Functional annotation

In the introduction we already mentioned that GO terms and InterPro domains can be used to search genes in PLAZA. However, there are several other pages that allow users to browse and analyze functional annotation.

Parent-child GO term relationships

In this section we will explain the basic functionality of PLAZA when working with GO terms. Here we will demonstrate how to find genes associated with a certain GO term and explain how the relationships between GO terms can be used to retrieve more detailed or more general information.

Table 1: parent-child GO relationships
  • First start with finding the GO term for photosynthesis using the search function. (Result)
  • Already from the pie chart on the GO page it's clear that all species have genes associated with this label. Note that the green algae Ostreococcus and Chlamydomonas have less genes.
 
Figure 1: WGMapping of GO terms bounded by parent-child relationships
  • We select ToolboxView the genome wide organization of this GO term. By selecting Arabidopsis thaliana as organism, we can now see where the genes involved in photosynthesis are located on the chromsomes in Arabidopsis thaliana. All red ticks represent block duplicated genes covering ~28% of all Arabidopsis genes annotated using the GO term GO:0015979 Photosynthesis.
  • On the GO page we can click in the toolbox on ToolboxView child GO terms. (Result) Note that the more specific GO terms typically contain less genes since they represent more specific or detailed biological information (typically obtained through an experimental approach). Although by default the most specific GO term is associated to a gene product, the parent-child relationships between GO terms make it possible to search for all genes related to a more general GO term in PLAZA (i.e. a gene annotated with the GO term photoinhibition is by default also annotated with the term photosynthesis).
 
  • Here we select photosynthesis, light reaction GO:0019684, and again we view the genome wide organization of this GO term.
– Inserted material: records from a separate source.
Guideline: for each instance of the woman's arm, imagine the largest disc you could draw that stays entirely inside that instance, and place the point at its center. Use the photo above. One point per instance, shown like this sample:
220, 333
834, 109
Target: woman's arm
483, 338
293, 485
Repeat this operation with child GO term photosynthesis, light harvesting GO:0009765.
  • Finally we end up with 3 images depicting the genome wide organization of genes associated with GO terms that are connected through direct parent-child relationships in the GO graph.

Mapping InterPro domains on gene families and phylogenetic trees

Here we will demonstrate how to explore InterPro domains mapped on a set of gene families and the corresponding phylogenetic tree(s).

  • First we start by searching for the keyword auxin in the toolbar (using GO/InterPro description).
  • We select the IPR003676 InterPro domain, which has Auxin responsive SAUR protein as description.
  • In the toolbox, we click on ToolboxView the associated gene families. (Result) This table shows all the gene families covering genes annotated with this InterPro domain.
  • We select gene family HOM000226, and go to ToolboxExplore the phylogenetic tree of this gene family. (Result)
  • Here we can use the ATV tree viewer 'Explore the phylogenetic trees of this gene family' to further analyze the distribution of this InterPro domain in this gene family.
Figure 2. Phylogenetic tree of a gene family, showing the various InterPro domains associated with genes of this gene family.

Browsing genes in species lacking functional annotation

While PLAZA contains a functional annotation (~free-text gene description or InterPro/GO associations) for most organisms, some species lack GO or InterPro annotations. In this tutorial we will once again use the photosynthesis example in order to discover genes in Carica Papaya which, based on sequence similarity, are associated with photosynthesis in plants.

  • We start with finding the GO term for photosynthesis using the search function (Result)
  • We arrive at the GO page and in the toolbox on this page, click on ToolboxView the associated gene families. (Result)
  • The table on this page displays which gene families contain genes associated with a certain GO term (in this case GO:0015979), and other information is also given, eg. How many genes are there in total in the gene families?, How many of these genes are annotated using this GO term?, etc.
  • When we consider it likely that most green plants will have a rather similar amount of genes related to photosynthesis, the first gene family (HOM000102) in the table seems a likely candidate for further investigation (~ two thirds of all genes are annotated with this GO term).(Result)
  • The gene family page shows that Carica Papaya has 17 genes in this gene family. Clicking on the pie-chart part of Carica Papaya redirects us to the list of Papaya genes in gene family HOM0000102 (Result)
  • For each of these genes, we have no direct functional information. However, by clicking on a gene we are redirected to its respective gene page. At each gene page, we can BLAST this gene against the NCBI database of genes by clicking on ToolboxView BLAST hits against NCBI's protein database.
  • When examining the BLAST results for gene CP00008G00050 it is quite apparent that most of the BLAST hits have a description related to chlorophyll binding and can thus be said to be associated with photosynthesis (with a highly significant e-value). Therefore, the associated gene families provide a practical entry point to transfer functional annotations between species using gene homology.